Manche Menschen sehen Blumen. Beiläufig.
Andere bleiben stehen. Anthophile gehören zur zweiten Sorte. Sie gehen langsamer, wenn am Wegrand etwas blüht und nehmen es ganz bewusst war.
Sie bücken sich nicht, um zu pflücken, sondern um näher zu sein. Um sich die Blume ganz genau anzuschauen oder auch, um daran zu riechen.
Anthophile lieben Blumen nicht, weil sie so perfekt schön sind. Sondern weil sie vergänglich sind. Weil sie kommen, blühen, duften und dann verblühen.
Sie sehen die Farben und auch die ganz perfekt angeordneten Blütenblätter auf den verschiedenen Schichten, all die Farben und Grössen, so als hätte sie ein Ingenieur konstruiert.
Diese Schönheit und Perfektion, auch im Imperfekten, die jede Blume aufweist. Diese Ausstrahlung.
Anthophile haben verstanden, dass Wachsen Zeit und zuweilen auch Geduld braucht. Kein Halm und keine Blume wächst schneller, wenn man daran zieht.
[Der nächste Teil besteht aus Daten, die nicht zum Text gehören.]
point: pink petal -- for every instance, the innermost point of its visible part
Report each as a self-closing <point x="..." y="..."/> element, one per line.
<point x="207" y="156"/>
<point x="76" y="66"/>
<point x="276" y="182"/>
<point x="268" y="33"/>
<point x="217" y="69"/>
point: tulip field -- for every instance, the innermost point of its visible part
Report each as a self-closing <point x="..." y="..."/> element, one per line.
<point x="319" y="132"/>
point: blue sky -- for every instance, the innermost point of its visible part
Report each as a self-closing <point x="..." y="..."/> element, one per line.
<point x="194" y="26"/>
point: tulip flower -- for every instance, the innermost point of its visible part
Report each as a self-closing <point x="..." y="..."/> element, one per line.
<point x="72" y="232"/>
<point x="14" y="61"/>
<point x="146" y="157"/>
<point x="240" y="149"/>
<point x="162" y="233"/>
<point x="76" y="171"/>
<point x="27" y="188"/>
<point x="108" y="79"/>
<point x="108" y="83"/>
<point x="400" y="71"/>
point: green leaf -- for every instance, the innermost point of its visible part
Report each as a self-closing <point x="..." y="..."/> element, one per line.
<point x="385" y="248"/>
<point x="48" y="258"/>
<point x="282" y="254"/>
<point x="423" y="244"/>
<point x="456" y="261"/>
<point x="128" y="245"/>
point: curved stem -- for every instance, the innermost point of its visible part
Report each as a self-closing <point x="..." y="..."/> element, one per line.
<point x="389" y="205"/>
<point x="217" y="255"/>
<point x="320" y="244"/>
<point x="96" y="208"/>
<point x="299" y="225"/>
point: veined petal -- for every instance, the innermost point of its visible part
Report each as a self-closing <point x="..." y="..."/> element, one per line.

Sie sehen, wie widerstandsfähig eigentlich so eine zarte Blume ist. Sie streckt ihr Köpfchen der Sonne entgegen, trotzt dem Wind und so manchem Sturm, lässt Bienen und andere Insekten von ihr trinken und steht einfach, sich leicht im Wind wiegend da, bis sie langsam verblüht…
Und vielleicht ist das die geheime Weisheit der Anthophilen: Dass Liebe manchmal einfach nur bedeutet, da zu sein und wachsen zu lassen. Mit Liebe zu betrachten und zwar in jeder Phase eines Lebens…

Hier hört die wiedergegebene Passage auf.